Workers on these millions of jobs use their paychecks for housing, food, clothes, cars, entertainment and consumer goods. Because of this network, economists say that one of every ten jobs in the entire U.S. depends on the auto industry.

Yes, the economy depends on autos. But the CEOs don’t want bailouts to save the economy – they want bailouts so they can go on doing business as usual. Yet, it’s “business as usual” that brought us to the economic emergency we face today!

In the past 25 years the auto companies racked up enormous profits, tens upon tens of billions. Companies concentrated on pumping out the highest priced, very most profitable vehicles, paying no heed to the future of the economy. Whether making the famous “gas guzzlers” or cars for the luxury set, the companies abandoned the less profitable cars that ordinary workers could afford – without a five-year car note!

Decade after decade, companies demanded round after round of concessions from their own workers. Speed-up, outsourcing, lower wages, and job cuts continued year after year. Companies artificially declared parts of their system to be “independent” units and spun them off, “spinning” large groups of workers into second- and third-tier wages. In the early 1970s, the major companies produced about 75% of their own parts. The companies used the recession of the early eighties to reduce this to 60%, and today after Delphi and Visteon, only about 30% of parts production remains in-house. That is, only about 30% of the workers who produce cars and trucks are now paid at a level that allows them to finance a new one!

While workers’ buying power declined, corporate profits soared. Were these profits re-invested in production that would have enlarged the real economy? Were productivity gains put to work in creating more cars that more people could afford?

No! Those profits were drained out of production. Large dividends flew into the hands of big investors, who gambled with leverage, hedge funds, credit default swaps, and the other stock market schemes. Not to be left out, the companies drained profits into their own financial subsidiaries. And they wheeled and dealed in the same speculations – making money while keeping the money “off the books” of the parent corporations.

Today their gambles, collapsing like dominoes, have evaporated hundreds of billions of dollars.

Every big company, auto included, ran their businesses like that. They fed the casino economy. Now they have crashed the real economy. The banks, left holding bags of bad debt, have frozen the credit needed to grease the economy’s gears. Since no one can get credit, goods aren’t bought, inventories stack up, and factories stop producing. In the face of that, the biggest companies – AIG, the banks, the auto companies want bailouts so they can do the same thing, all over again!

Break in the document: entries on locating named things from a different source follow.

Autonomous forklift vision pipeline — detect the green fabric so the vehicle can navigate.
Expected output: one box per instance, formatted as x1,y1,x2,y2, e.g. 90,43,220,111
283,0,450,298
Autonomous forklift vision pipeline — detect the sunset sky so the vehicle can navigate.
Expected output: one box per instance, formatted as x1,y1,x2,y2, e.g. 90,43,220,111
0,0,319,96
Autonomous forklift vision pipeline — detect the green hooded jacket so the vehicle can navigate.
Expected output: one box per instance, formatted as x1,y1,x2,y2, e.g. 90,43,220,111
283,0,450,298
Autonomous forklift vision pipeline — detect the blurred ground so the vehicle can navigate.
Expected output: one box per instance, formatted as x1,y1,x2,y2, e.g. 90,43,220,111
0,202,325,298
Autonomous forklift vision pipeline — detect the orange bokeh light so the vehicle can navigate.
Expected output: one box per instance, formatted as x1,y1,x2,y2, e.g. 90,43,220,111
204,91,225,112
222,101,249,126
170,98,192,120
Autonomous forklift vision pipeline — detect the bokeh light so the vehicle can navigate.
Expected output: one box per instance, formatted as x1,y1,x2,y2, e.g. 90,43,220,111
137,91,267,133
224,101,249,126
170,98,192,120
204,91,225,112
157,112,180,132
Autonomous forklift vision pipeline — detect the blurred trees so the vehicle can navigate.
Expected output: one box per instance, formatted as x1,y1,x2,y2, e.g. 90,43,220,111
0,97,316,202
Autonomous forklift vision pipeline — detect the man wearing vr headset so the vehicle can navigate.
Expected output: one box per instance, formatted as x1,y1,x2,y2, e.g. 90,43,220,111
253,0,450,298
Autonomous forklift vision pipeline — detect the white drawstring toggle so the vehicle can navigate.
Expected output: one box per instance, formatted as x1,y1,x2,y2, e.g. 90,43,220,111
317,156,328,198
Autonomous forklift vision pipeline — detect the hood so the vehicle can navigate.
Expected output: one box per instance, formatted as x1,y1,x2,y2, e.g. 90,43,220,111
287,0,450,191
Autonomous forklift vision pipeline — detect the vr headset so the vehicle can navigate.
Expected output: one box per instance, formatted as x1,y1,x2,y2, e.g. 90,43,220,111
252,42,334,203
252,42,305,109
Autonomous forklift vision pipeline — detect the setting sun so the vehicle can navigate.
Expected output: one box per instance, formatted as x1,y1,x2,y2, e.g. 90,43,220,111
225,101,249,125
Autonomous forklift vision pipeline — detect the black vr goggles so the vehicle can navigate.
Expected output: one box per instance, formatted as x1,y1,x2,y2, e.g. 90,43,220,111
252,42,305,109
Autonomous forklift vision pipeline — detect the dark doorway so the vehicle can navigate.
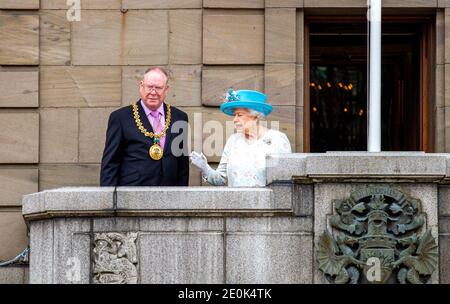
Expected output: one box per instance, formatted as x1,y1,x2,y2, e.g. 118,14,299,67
306,18,426,152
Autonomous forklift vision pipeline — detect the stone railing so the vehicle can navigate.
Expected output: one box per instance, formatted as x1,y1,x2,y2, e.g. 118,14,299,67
23,152,450,283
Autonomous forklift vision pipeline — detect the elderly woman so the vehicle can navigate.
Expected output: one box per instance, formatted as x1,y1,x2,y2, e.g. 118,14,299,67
191,90,291,187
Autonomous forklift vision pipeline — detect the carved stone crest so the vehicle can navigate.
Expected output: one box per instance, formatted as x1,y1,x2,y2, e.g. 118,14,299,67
317,187,438,284
93,232,138,284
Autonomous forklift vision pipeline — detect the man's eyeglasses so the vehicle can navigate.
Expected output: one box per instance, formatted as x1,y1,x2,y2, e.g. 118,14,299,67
141,84,166,94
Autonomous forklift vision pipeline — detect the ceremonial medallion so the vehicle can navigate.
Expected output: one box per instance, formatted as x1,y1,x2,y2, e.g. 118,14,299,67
148,144,163,160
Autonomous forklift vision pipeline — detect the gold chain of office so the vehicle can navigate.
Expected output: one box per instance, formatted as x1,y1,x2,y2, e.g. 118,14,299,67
133,102,171,160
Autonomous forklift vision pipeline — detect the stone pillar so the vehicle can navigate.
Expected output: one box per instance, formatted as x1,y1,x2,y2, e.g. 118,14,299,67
23,184,313,283
267,152,450,283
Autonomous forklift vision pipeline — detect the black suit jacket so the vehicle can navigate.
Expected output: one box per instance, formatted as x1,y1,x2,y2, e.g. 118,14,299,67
100,101,189,186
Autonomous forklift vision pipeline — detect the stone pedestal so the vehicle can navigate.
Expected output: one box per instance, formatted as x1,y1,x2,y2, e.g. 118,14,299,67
23,152,450,283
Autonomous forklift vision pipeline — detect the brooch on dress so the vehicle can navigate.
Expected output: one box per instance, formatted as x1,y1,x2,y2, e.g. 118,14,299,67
225,89,239,102
263,138,272,145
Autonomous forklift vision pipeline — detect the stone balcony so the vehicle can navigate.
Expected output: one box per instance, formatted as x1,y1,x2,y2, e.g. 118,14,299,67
23,152,450,283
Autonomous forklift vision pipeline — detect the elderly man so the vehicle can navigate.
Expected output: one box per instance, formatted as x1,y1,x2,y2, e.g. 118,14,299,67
100,68,189,186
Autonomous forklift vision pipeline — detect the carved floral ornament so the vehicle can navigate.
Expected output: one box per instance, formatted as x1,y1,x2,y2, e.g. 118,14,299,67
317,187,439,284
93,232,138,284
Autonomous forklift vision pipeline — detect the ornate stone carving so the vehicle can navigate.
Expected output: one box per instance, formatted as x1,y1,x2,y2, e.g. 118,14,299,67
93,232,138,284
317,187,438,284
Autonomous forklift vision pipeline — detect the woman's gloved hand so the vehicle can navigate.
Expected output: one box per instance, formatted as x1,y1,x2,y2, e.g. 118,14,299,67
189,151,211,176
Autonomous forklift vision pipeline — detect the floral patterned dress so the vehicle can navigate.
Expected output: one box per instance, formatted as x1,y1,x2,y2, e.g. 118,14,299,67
203,130,292,187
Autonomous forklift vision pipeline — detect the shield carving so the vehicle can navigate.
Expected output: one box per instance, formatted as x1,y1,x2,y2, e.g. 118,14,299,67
361,248,395,284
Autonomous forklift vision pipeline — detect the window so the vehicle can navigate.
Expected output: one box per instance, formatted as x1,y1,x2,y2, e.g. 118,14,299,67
305,16,432,152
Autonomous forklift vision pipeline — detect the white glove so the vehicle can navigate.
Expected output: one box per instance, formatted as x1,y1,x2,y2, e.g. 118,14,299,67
189,151,211,176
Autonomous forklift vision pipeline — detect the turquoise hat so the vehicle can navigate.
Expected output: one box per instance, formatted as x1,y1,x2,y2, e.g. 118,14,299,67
220,89,272,116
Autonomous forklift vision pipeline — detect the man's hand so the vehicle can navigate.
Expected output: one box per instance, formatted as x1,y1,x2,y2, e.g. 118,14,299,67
189,151,210,175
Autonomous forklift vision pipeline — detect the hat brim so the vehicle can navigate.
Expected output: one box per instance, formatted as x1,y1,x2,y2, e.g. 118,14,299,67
220,101,273,116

The demands raised against workers are proof that the companies will not change their ways, nor do the politicians expect them to. Just the opposite! “Industry analysts,” congressmen and even president-elect Obama’s spokespersons suggest that more worker concessions should be part of the bailouts.

The corporate attack on workers – wage cuts, job eliminations, slashing pensions and benefits – has already sucked buying power out of the economy and contributed to the crisis today. Continuing the attacks on workers will do nothing but prolong today’s crisis.

Priming the economy for recovery means putting more people to work, first and foremost. Goods must be produced, useful goods, and there must be workers with paychecks big enough to afford those goods. If the factories don’t run, if the workforce is not at work, if paychecks are too small to support the economy, then wave after wave of layoffs will continue to spread further and further. No community will remain untouched.

The bosses who have run the factories and the economy into the ground cannot be allowed to direct this economy, repeating their same old cycle over and over again.